Yesterday, I played for the praise ministry again.  The first time in 3 years.  I walked through the same old routine of calling people so I could pick them up and head to church to set up band equipments.  Make a quick run for lunch and engage in more talk about preparations and song sequences.  Waiting for time to pass until the tech team finishes hooking up all the wires and testing the sounds before a band run through can commence.  Being ready for any diversions that can take place in the song as the Spirit led. 

I have learned how to be receptive to the promptings of a prayer leader in the prayer hall dimly lit for solemnity with nothing but the glow of candles flickering by the altar.  The quiet glances and head-nods. The meek hand gestures directing the songs to unleash the utterance of praise.  Prayer becomes the conductor of this orchestra designed to worship a God who is unfathomable and yet slowly unveils Himself in a very human way through the emotions that stir up the heart to lay open for anything that wants to move in resonance with the divine.

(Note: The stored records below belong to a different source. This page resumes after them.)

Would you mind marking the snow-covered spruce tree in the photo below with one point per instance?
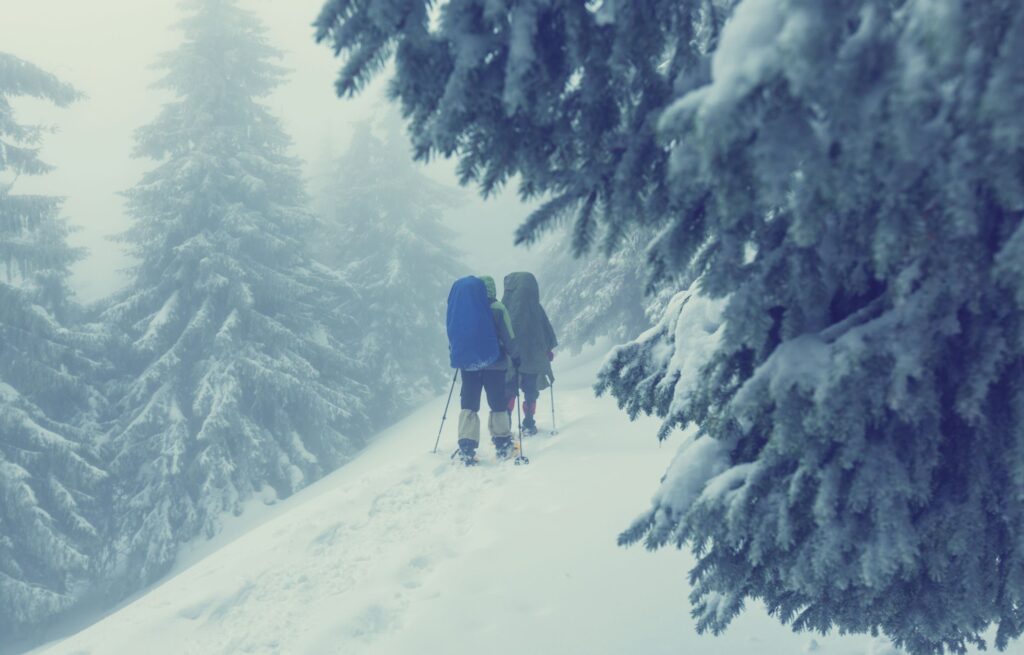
(594, 296)
(847, 180)
(241, 376)
(383, 233)
(50, 480)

It becomes a very mystical experience.  The technicalities of a "musical production" tempered to give room for something more than musicians can comprehend.  My fingers often wait for the music to move instead of the other way around.  And I find myself at the foot of the leader's prayer instead of my own skill pressing the keys to render its sound.

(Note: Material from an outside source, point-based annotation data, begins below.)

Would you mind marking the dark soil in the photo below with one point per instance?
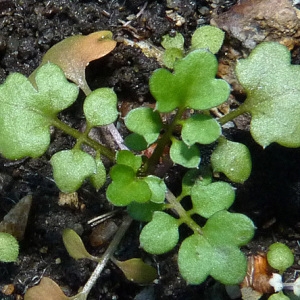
(28, 29)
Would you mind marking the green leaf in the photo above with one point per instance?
(233, 159)
(195, 259)
(160, 235)
(171, 42)
(126, 187)
(99, 178)
(100, 107)
(184, 155)
(145, 122)
(170, 56)
(280, 257)
(229, 264)
(75, 246)
(208, 37)
(9, 247)
(137, 271)
(26, 113)
(272, 87)
(157, 187)
(143, 211)
(200, 129)
(211, 198)
(228, 228)
(70, 168)
(198, 258)
(127, 158)
(193, 84)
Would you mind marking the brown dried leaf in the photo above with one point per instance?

Yesterday was one of those days I rekindled this experience once again and I've forgotten how much I missed it.  My most recent memories of serving for a worship gathering have been tainted with bitterness and alienation.  But yesterday was different and primarily because of an uncanny Facebook message that changed my mind about my perspective in choosing to reconnect to my God the best way I know how.

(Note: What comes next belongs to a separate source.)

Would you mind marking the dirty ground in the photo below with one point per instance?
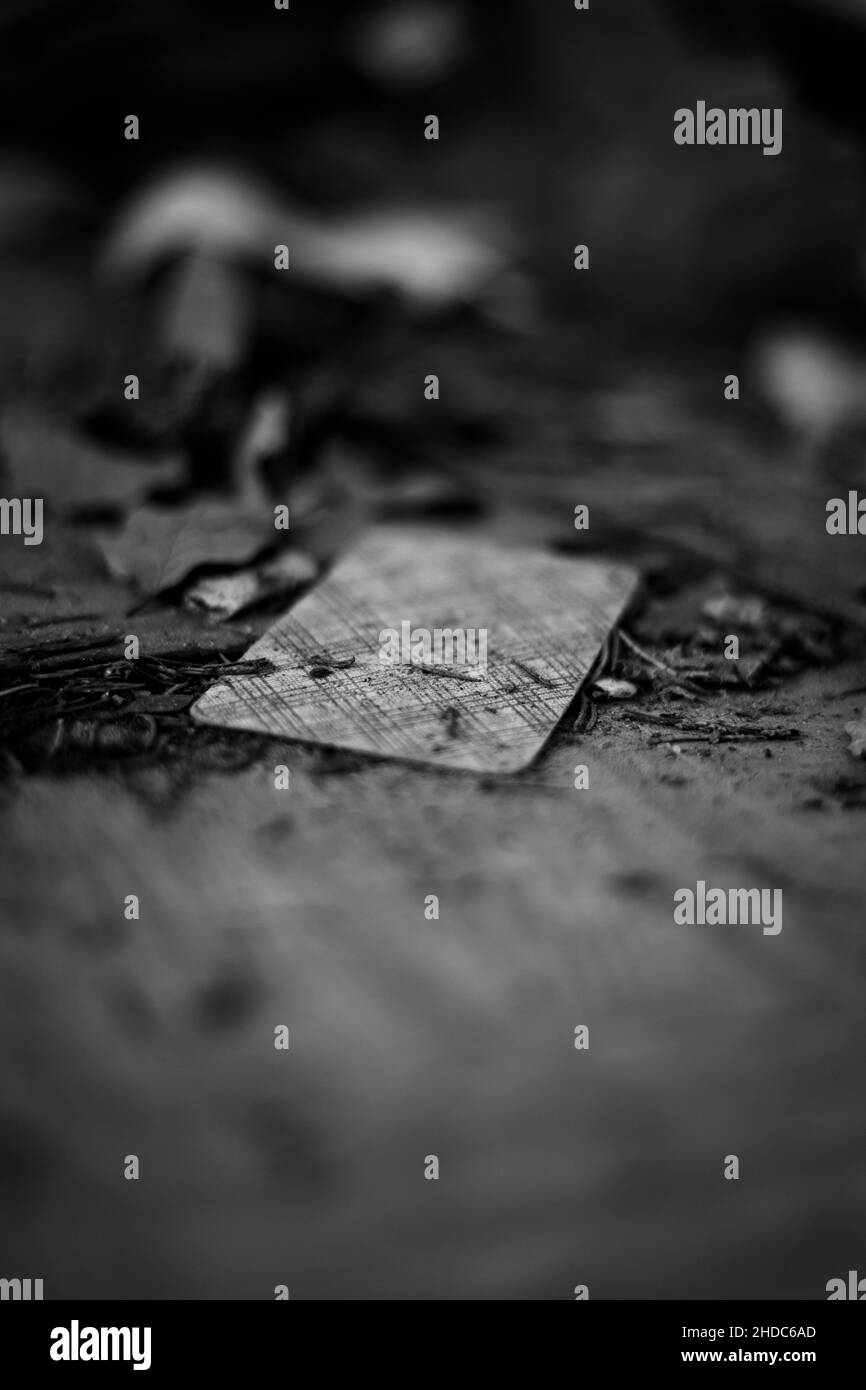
(305, 906)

This morning I find another one that's pretty affirming.  It says.


I think I've denied myself of the desire to pursue something I really love doing for the longest time.  It's one of those very human emotions where you "deny yourself" because you feel that others will judge you for wanting something like that or would stereotype you for not being able to control your passions and say you're undisciplined or immature or misguided.

I've battled with those silent condemnations for years and I think I have reached a point when I do not have an excuse not to even try wanting what I want anymore.  I want to make music.  I want to share music.  Simple as that.

Yet in this world of beautiful paradoxes, simplicity and complexity have the same face but wear different clothes.  And I know that desiring to make music has many other things related to it.  But here I am transparently opening my heart to my Creator saying, "I want to make music."  And He said yes, okay.  Go and make music.  

So I did.  And yesterday was beautiful.  And I was happy in the dark.  And I wept sweet tears because I missed it so much.  And I hope that this will never be taken away from me again.